La lunga consuetudine con Pirandello ci invitava a recitare ognuno la nostra parte, nella sua pena consapevole di una sventura che doveva restare nascosta, "perchè solo così-era questa la battuta del mio primo ruolo-può valere il rimedio che la pietà le ha prestato".
Accursio ha regalato a tutti noi che lo abbiamo avuto come guidaun rapporto nuovo con noi stessi.il suono della nostra voce, il gusto di gestualità ed espressioni prima inibite. Ci ha insegnato ad esplorare i molteplici mondi tra Pirandello ed Empedocle, l'umiltà della ricerca, l'audacia della sperimentazione. Con lui abbiamo intrapreso un percorso di formazione che non avremmo mai voluto interrompere, perchè lui era il nostro Maestro. Noi della Ras Melkart, insieme vicini e distanti, come una costellazione.
Ricordo tante cose di lui, i suoi gesti, i suoi modi di dire, le sue espressioni. Ricordo tutto quello che in tanti anni ci ha dato, fino a quell'8 settembre 1996, la serenata di Mascagni, l'incanto di una sera estiva appena insidiata da un brivido di freddo. Ricordo la sua gioia quando ci abbracciò ringraziandoci, lui a noi, per le emozioni che gli avevamo dato.

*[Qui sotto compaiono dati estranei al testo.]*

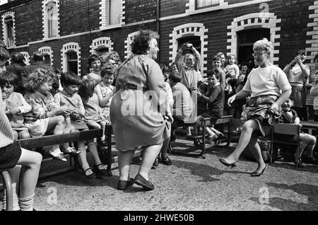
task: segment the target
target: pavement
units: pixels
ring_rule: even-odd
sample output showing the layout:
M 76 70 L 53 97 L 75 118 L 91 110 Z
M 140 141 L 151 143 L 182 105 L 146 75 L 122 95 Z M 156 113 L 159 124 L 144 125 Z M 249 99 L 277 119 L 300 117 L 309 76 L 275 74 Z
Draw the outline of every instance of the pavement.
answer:
M 179 145 L 187 149 L 193 143 Z M 219 162 L 219 157 L 234 149 L 234 144 L 230 149 L 212 147 L 206 158 L 170 154 L 172 166 L 159 164 L 151 170 L 150 180 L 155 186 L 152 191 L 136 185 L 117 190 L 117 163 L 112 165 L 113 176 L 102 179 L 87 180 L 78 171 L 41 179 L 34 207 L 43 211 L 318 210 L 317 166 L 296 170 L 292 163 L 276 162 L 268 165 L 264 175 L 251 177 L 257 166 L 254 161 L 241 158 L 232 169 Z M 139 167 L 131 165 L 131 178 Z

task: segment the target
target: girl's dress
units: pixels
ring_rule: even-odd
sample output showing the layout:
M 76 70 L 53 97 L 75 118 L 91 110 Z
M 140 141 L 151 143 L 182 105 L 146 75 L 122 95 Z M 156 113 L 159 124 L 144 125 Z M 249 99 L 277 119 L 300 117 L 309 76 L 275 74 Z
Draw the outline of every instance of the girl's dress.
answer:
M 53 96 L 49 92 L 43 95 L 35 91 L 27 93 L 25 98 L 32 108 L 31 111 L 24 116 L 24 123 L 30 136 L 36 137 L 45 135 L 49 124 L 47 112 L 58 108 Z
M 103 82 L 100 83 L 95 88 L 96 89 L 99 89 L 100 93 L 102 93 L 102 98 L 105 98 L 112 93 L 112 91 L 114 89 L 114 86 L 112 85 L 110 86 L 106 86 Z M 101 106 L 102 114 L 106 118 L 106 122 L 107 124 L 110 123 L 110 103 L 112 103 L 112 97 L 110 98 L 108 102 L 105 105 Z
M 73 109 L 73 112 L 70 113 L 72 129 L 84 129 L 88 128 L 83 120 L 85 110 L 82 99 L 78 94 L 75 93 L 72 96 L 63 90 L 55 95 L 54 100 L 58 107 L 67 105 L 67 108 Z
M 102 121 L 100 117 L 100 108 L 98 100 L 98 96 L 93 93 L 93 96 L 88 100 L 83 99 L 83 103 L 85 109 L 85 122 L 90 126 L 91 123 L 100 122 Z

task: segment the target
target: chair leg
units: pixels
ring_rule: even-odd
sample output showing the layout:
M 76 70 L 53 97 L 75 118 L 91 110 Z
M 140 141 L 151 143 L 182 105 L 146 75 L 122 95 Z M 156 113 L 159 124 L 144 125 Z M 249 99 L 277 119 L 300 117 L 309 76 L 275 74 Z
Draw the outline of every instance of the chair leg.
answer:
M 6 194 L 6 211 L 13 211 L 13 190 L 11 178 L 8 171 L 1 171 Z

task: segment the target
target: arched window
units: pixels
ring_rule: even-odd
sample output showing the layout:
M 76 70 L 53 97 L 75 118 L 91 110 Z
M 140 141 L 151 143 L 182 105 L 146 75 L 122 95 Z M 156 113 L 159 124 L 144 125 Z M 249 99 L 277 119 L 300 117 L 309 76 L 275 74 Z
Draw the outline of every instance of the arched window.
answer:
M 43 36 L 45 38 L 58 37 L 59 27 L 59 1 L 43 1 Z
M 16 34 L 13 12 L 7 12 L 2 15 L 2 29 L 5 45 L 8 47 L 14 47 Z
M 100 7 L 100 29 L 123 24 L 123 0 L 101 0 Z
M 81 47 L 78 43 L 70 42 L 63 45 L 62 71 L 72 71 L 81 75 Z
M 52 67 L 53 65 L 53 51 L 51 47 L 45 46 L 40 47 L 39 48 L 39 52 L 43 54 L 45 64 Z

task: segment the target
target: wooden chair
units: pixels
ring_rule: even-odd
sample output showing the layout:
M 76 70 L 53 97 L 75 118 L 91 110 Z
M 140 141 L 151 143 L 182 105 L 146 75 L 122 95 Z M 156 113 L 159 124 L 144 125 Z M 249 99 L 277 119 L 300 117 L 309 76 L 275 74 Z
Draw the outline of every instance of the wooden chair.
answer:
M 6 211 L 13 211 L 13 190 L 12 188 L 11 178 L 8 171 L 0 171 L 4 180 L 4 190 L 6 195 Z
M 288 134 L 288 135 L 295 135 L 297 137 L 297 141 L 295 142 L 290 141 L 283 141 L 277 138 L 277 134 Z M 300 145 L 300 126 L 294 124 L 276 124 L 273 126 L 272 133 L 271 133 L 271 151 L 270 156 L 270 163 L 273 161 L 273 145 L 274 144 L 282 144 L 285 145 L 293 145 L 297 146 L 296 148 L 296 155 L 299 155 L 299 147 Z M 296 163 L 296 168 L 298 168 L 298 163 Z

Accursio Di Leo morì il 31 agosto 1997. Aveva 80 anni...ma era giovane.
Grazie, Accursio, di averci regalato il suono della nostra voce, di averci svelato risicate identità parallele, di averci insegnato ad agire l'allegria, a scandagliare il dramma, a immergerci nel mito.
Grazie di averci insegnato a rompere schemi e a liberare emozioni.
Grazie del tuo sguardo sorridente, malinconico, arguto, profondo. Grazie della tua caparbia esortazione di fronte alle difficoltà: "coraggio e avanti!". Grazie del tuo messaggio più forte, la chiave che dà senso ad ogni esperienza di teatro: "Dovete crederci, crederci di più!" Grazie di averci regalato un rapporto nuovo con noi stessi, e l'amore per il teatro, un amore che dura tutta la vita.